Fencing goes side ways with STONITH. Fencing is the method to bring a cluster to a known state.
So what is done in fencing ?
A cluster sometimes detects that one of the nodes is behaving strangely and needs to remove it. Every resource in a cluster has a state attached . The cluster must make sure that every resource may be started on only one node (i.e. only HA or only Primary is active )
Every node must report every change that happens to a resource. The cluster state is thus a collection of resource states and node states.
When the state of a node or resource cannot be established with certainty, fencing comes in. Even when the cluster is not aware of what is happening on a given node, fencing can ensure that the node does not run any important resources.

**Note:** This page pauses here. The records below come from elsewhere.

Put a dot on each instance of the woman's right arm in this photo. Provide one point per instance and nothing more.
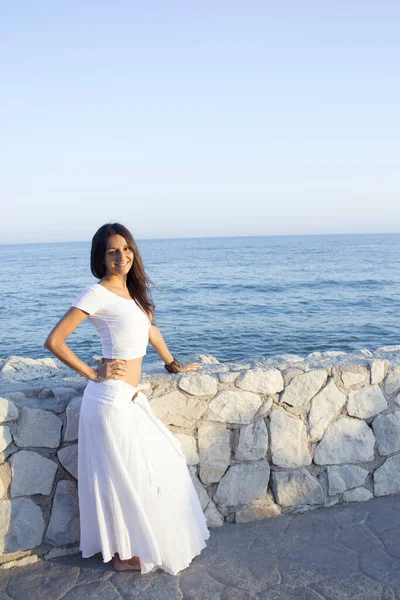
(56, 344)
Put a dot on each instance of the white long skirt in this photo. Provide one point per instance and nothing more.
(136, 496)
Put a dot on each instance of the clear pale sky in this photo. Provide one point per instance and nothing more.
(182, 118)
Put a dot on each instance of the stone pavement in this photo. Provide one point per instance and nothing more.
(347, 552)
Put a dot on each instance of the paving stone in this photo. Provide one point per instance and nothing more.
(307, 564)
(96, 590)
(366, 402)
(21, 525)
(261, 381)
(201, 492)
(64, 520)
(294, 557)
(289, 442)
(43, 581)
(157, 586)
(72, 412)
(347, 440)
(31, 474)
(296, 488)
(304, 387)
(390, 539)
(38, 428)
(5, 437)
(359, 538)
(379, 565)
(198, 384)
(387, 433)
(354, 587)
(382, 520)
(233, 407)
(242, 484)
(68, 457)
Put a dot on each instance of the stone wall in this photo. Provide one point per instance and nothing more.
(261, 439)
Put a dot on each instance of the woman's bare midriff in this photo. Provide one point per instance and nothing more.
(133, 371)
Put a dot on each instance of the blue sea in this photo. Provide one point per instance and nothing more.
(235, 298)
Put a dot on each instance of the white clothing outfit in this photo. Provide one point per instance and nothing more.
(136, 496)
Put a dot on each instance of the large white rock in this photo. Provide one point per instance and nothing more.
(228, 377)
(213, 516)
(31, 474)
(64, 520)
(357, 495)
(262, 381)
(189, 449)
(366, 402)
(304, 387)
(345, 477)
(62, 397)
(8, 410)
(233, 407)
(392, 381)
(387, 477)
(21, 525)
(378, 370)
(387, 433)
(349, 376)
(215, 451)
(38, 428)
(243, 484)
(296, 488)
(73, 410)
(68, 457)
(5, 437)
(199, 384)
(325, 406)
(253, 441)
(260, 509)
(289, 445)
(21, 369)
(176, 409)
(345, 441)
(201, 492)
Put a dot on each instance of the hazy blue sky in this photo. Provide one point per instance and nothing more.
(183, 118)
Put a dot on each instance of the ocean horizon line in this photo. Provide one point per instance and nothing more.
(215, 237)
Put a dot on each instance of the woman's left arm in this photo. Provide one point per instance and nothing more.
(157, 341)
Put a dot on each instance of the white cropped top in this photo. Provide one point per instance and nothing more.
(123, 326)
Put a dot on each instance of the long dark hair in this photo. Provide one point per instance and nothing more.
(137, 281)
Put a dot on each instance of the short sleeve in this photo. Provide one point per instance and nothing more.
(87, 301)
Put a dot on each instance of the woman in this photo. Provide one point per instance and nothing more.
(137, 502)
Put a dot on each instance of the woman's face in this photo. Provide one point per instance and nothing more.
(119, 257)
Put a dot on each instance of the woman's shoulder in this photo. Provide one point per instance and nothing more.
(88, 299)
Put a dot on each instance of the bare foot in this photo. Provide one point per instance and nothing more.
(132, 564)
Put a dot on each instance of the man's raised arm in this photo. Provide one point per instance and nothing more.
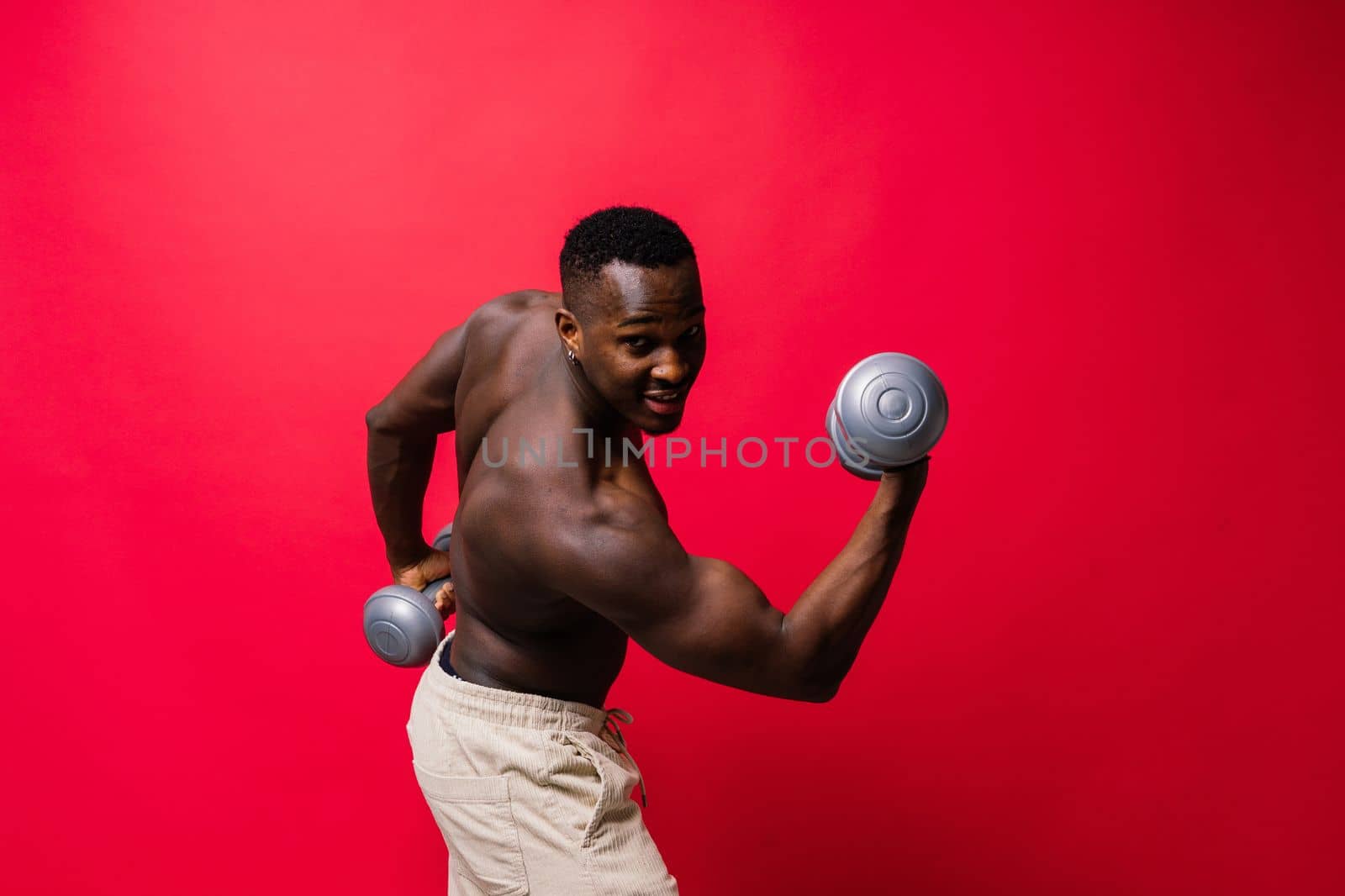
(403, 432)
(706, 618)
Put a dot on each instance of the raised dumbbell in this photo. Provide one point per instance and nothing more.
(401, 623)
(889, 410)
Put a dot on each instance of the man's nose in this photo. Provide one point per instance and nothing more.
(670, 367)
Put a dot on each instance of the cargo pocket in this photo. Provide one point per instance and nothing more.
(477, 824)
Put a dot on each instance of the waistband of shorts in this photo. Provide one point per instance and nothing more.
(508, 707)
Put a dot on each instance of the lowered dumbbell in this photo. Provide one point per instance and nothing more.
(401, 625)
(889, 410)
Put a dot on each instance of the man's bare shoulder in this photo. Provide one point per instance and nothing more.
(514, 306)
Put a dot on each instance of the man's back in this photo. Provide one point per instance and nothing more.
(524, 474)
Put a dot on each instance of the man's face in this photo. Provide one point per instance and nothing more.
(646, 343)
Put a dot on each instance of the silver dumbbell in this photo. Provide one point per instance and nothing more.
(889, 410)
(401, 623)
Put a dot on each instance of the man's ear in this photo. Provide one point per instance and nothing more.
(568, 327)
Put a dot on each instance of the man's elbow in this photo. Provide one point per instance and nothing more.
(820, 692)
(377, 417)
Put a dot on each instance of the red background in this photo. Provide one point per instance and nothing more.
(1110, 662)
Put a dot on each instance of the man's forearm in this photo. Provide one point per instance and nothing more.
(398, 474)
(831, 619)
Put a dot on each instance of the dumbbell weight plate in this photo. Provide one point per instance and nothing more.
(894, 407)
(401, 625)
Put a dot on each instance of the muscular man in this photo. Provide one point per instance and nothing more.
(560, 555)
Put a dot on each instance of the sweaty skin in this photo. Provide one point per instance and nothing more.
(558, 561)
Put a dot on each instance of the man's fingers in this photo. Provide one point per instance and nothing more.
(444, 599)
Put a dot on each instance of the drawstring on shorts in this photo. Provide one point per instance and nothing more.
(618, 741)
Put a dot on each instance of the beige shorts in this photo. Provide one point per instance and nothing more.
(533, 794)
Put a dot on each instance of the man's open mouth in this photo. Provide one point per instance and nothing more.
(666, 401)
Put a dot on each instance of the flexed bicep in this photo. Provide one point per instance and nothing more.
(696, 614)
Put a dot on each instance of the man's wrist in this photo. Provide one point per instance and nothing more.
(407, 556)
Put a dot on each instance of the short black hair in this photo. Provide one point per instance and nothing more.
(622, 233)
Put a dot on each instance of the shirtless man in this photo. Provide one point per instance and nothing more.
(558, 559)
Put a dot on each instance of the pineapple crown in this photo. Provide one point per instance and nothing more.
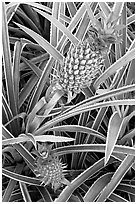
(104, 32)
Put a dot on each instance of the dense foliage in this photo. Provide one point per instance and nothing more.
(57, 147)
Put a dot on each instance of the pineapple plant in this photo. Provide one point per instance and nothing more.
(49, 168)
(85, 61)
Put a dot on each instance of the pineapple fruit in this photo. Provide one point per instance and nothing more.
(84, 61)
(49, 169)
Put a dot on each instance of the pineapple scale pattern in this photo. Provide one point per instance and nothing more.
(50, 171)
(80, 67)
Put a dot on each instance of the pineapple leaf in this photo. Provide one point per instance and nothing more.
(130, 55)
(34, 139)
(117, 177)
(11, 11)
(60, 26)
(97, 187)
(25, 192)
(112, 134)
(43, 43)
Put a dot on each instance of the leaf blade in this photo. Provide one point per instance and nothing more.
(112, 134)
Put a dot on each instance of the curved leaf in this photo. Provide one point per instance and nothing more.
(25, 192)
(40, 138)
(77, 128)
(60, 26)
(93, 148)
(21, 178)
(82, 109)
(68, 190)
(117, 177)
(43, 43)
(112, 134)
(97, 187)
(121, 62)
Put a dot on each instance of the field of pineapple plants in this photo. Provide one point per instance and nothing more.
(68, 102)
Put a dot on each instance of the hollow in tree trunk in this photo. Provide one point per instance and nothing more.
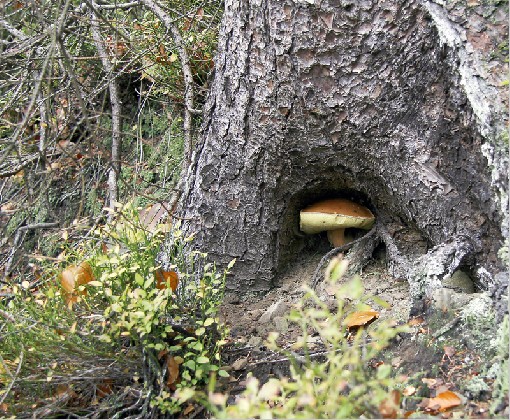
(382, 102)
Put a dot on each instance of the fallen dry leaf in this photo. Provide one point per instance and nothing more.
(173, 370)
(240, 363)
(390, 406)
(360, 319)
(165, 278)
(449, 351)
(416, 321)
(442, 402)
(188, 409)
(429, 381)
(408, 391)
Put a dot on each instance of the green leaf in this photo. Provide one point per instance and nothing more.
(190, 364)
(138, 279)
(208, 321)
(383, 371)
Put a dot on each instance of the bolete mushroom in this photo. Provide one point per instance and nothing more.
(334, 216)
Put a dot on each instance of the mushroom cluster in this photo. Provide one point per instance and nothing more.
(334, 216)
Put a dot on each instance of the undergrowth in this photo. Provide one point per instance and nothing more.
(108, 332)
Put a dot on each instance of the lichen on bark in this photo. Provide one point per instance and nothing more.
(375, 101)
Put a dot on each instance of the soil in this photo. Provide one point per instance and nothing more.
(435, 356)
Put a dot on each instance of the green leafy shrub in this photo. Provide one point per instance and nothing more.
(120, 317)
(348, 382)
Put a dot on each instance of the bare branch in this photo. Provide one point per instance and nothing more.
(116, 110)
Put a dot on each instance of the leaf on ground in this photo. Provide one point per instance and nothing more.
(165, 279)
(449, 351)
(416, 321)
(173, 370)
(408, 391)
(188, 409)
(360, 319)
(390, 406)
(442, 402)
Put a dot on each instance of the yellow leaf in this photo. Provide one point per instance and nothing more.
(443, 401)
(360, 318)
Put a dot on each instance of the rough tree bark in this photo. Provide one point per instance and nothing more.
(392, 103)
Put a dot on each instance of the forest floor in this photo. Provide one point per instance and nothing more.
(439, 354)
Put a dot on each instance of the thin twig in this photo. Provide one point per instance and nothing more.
(113, 87)
(9, 387)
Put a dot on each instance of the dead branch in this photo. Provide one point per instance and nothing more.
(113, 87)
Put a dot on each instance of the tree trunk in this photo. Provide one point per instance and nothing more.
(385, 102)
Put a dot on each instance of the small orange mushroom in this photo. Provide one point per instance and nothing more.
(72, 278)
(334, 216)
(165, 279)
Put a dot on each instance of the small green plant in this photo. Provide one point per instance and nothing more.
(114, 312)
(350, 381)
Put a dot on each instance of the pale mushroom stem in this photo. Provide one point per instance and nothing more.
(336, 237)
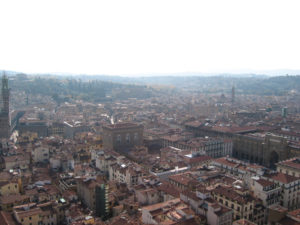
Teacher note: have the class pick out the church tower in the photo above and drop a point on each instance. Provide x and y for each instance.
(232, 94)
(4, 110)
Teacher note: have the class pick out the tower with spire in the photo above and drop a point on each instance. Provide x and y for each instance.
(4, 110)
(232, 94)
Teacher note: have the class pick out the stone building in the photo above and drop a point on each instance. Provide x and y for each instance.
(265, 149)
(122, 136)
(5, 129)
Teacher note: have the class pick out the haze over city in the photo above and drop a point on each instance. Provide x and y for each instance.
(149, 112)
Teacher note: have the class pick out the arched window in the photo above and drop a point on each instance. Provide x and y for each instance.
(128, 138)
(119, 138)
(135, 136)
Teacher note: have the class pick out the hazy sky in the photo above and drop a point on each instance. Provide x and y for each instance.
(134, 37)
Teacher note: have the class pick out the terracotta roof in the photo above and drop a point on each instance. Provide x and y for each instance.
(282, 177)
(121, 125)
(6, 218)
(294, 163)
(199, 159)
(288, 221)
(264, 182)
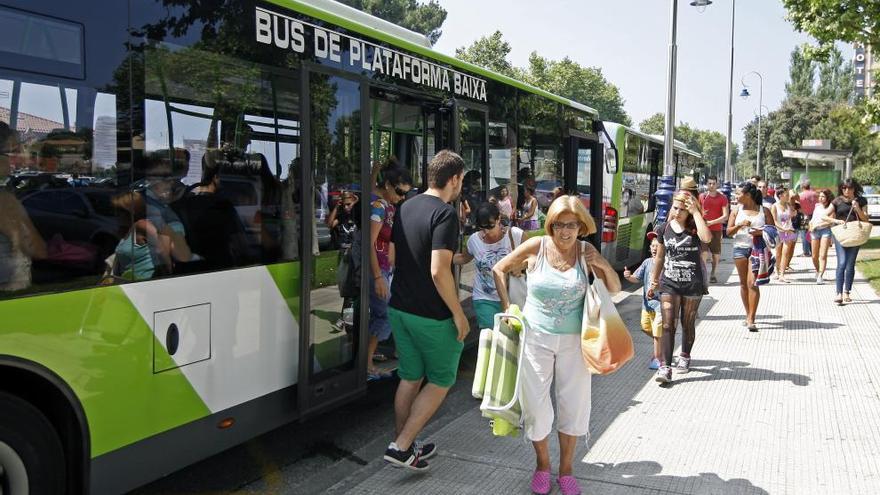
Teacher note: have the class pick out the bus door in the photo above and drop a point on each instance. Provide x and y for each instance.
(471, 141)
(409, 128)
(334, 307)
(583, 174)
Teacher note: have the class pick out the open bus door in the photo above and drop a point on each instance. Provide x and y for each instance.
(583, 176)
(336, 166)
(471, 142)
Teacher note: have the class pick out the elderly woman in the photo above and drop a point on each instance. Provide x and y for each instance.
(683, 282)
(557, 285)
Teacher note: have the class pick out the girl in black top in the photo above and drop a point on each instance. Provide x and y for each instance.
(682, 284)
(848, 207)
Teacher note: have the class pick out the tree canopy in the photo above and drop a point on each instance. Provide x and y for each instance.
(424, 18)
(490, 52)
(564, 77)
(848, 21)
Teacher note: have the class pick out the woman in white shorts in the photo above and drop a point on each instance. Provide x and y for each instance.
(554, 307)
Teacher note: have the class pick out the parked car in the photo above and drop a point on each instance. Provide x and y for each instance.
(84, 215)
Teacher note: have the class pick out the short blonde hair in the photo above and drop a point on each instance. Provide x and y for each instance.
(570, 204)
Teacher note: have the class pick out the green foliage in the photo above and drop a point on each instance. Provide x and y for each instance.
(711, 144)
(582, 84)
(564, 77)
(835, 76)
(424, 18)
(848, 21)
(801, 75)
(835, 79)
(490, 52)
(655, 124)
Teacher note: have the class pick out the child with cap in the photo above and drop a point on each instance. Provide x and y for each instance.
(652, 317)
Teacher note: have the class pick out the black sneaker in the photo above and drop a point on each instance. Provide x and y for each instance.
(664, 374)
(425, 450)
(405, 458)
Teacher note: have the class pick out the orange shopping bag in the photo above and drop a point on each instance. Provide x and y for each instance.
(605, 341)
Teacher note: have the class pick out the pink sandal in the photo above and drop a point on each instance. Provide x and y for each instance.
(541, 482)
(569, 485)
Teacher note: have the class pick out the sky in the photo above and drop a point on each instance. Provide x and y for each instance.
(629, 40)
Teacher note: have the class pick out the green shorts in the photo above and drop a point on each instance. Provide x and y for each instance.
(427, 348)
(486, 311)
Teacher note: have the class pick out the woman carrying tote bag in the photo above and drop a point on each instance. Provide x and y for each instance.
(848, 216)
(557, 285)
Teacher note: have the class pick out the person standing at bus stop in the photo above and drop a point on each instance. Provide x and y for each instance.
(715, 209)
(427, 319)
(807, 198)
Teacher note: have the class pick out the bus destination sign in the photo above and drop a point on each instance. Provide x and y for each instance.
(288, 33)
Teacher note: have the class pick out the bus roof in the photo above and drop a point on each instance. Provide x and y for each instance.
(368, 25)
(655, 138)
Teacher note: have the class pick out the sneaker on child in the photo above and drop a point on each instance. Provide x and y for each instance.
(404, 458)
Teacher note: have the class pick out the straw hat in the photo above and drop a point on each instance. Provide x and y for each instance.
(688, 183)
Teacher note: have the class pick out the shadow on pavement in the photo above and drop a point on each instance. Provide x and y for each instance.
(739, 317)
(735, 370)
(796, 325)
(645, 474)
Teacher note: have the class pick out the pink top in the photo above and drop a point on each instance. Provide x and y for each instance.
(505, 207)
(808, 199)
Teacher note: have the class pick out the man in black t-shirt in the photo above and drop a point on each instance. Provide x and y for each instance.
(428, 322)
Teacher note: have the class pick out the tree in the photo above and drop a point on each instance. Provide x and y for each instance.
(783, 128)
(655, 124)
(849, 21)
(565, 77)
(424, 18)
(490, 52)
(586, 85)
(835, 79)
(801, 74)
(712, 145)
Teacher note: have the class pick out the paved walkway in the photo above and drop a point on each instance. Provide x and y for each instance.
(792, 409)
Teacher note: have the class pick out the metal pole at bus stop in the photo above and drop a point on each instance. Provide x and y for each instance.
(728, 147)
(669, 127)
(667, 182)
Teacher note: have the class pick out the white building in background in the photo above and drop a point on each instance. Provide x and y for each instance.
(864, 71)
(104, 155)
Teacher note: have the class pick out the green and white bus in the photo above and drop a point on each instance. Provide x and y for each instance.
(628, 188)
(167, 285)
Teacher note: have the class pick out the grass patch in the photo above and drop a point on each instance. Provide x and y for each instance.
(871, 270)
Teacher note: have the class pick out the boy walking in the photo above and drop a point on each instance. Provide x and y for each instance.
(652, 317)
(715, 211)
(427, 320)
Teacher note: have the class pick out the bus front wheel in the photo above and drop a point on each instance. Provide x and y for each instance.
(31, 455)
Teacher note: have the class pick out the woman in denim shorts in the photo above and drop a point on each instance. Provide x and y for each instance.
(820, 232)
(745, 223)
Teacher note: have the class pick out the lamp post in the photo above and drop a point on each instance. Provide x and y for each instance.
(667, 182)
(728, 146)
(745, 94)
(669, 127)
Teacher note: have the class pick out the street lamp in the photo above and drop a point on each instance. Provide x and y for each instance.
(668, 137)
(667, 184)
(745, 94)
(728, 146)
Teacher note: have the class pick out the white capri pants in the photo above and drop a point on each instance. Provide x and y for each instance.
(547, 356)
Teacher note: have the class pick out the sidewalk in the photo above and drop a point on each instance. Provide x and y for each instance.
(792, 409)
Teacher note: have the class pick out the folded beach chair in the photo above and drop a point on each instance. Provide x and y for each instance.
(497, 377)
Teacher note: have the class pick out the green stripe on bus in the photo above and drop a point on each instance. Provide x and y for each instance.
(412, 47)
(101, 346)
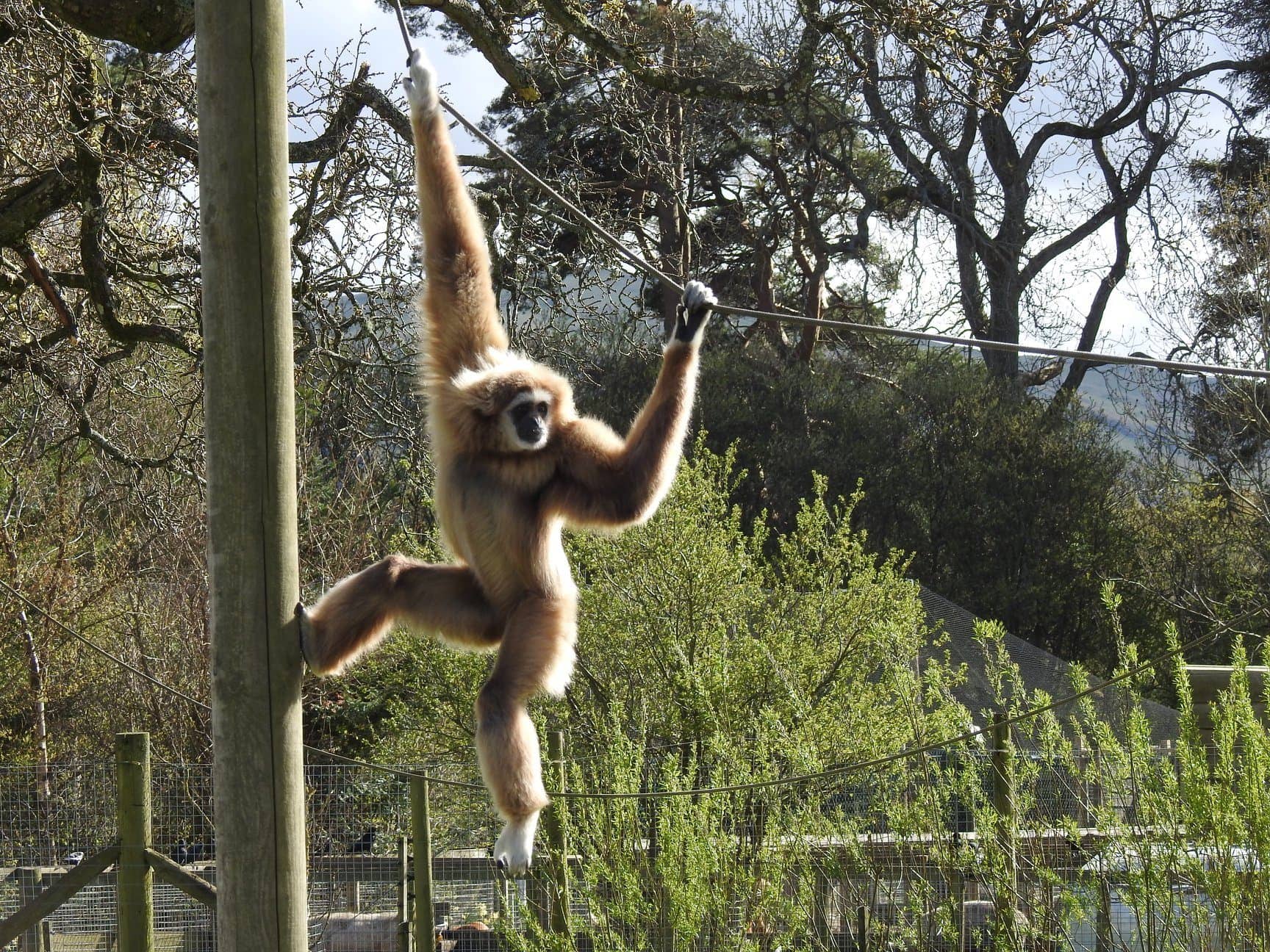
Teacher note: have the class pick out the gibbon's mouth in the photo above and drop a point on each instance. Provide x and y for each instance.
(534, 443)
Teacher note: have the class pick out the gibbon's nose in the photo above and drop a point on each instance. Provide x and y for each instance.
(531, 430)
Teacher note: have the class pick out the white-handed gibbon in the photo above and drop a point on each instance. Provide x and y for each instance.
(514, 464)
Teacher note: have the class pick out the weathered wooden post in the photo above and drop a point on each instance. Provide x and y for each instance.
(135, 890)
(1005, 895)
(556, 826)
(420, 833)
(31, 884)
(249, 414)
(404, 910)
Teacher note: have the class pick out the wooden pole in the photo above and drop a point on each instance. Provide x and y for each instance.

Fencing is of two types :-
List of STONITH devices : stonith -L or crm ra list stonith
Let's understand why we said that it maintains the integrity :
“Split brain scenario”, and this may result in bad things happening to the cluster resources. Imagine, for example, a database that starts running twice in the cluster or a file system that starts to be written between two independent nodes. So, having a split brain in the cluster is bad, and the only way to ensure that no such scenario can occur in the cluster is by using the STONITH approach.
What happens actually ?
Cluster resources are not in sync and each node in the cluster believes it is the only active cluster.
To avoid this, we can configure Split Brain Detection (SBD) as node fencing mechanism to shut down the device in case of split-brain scenario. SBD provides a node fencing mechanism for Pacemaker-based clusters through the exchange of messages via shared block storage.
What does STONITH do in case of Split brain scenario ?
STONITH (Shoot the Other Node in The Head), is a basically a fencing mechanism which powers down the selected server remotely, removing it from cluster and allowing other nodes in the cluster to take over.
Different STONITH approaches
- Disk-based STONITH: external/sbd (On Premise – Best Practice)
- Hardware-based STONITH: external/ipmi (On Premise – Second Choice)
- GCP STONITH: external/gcpstonith (Google Cloud)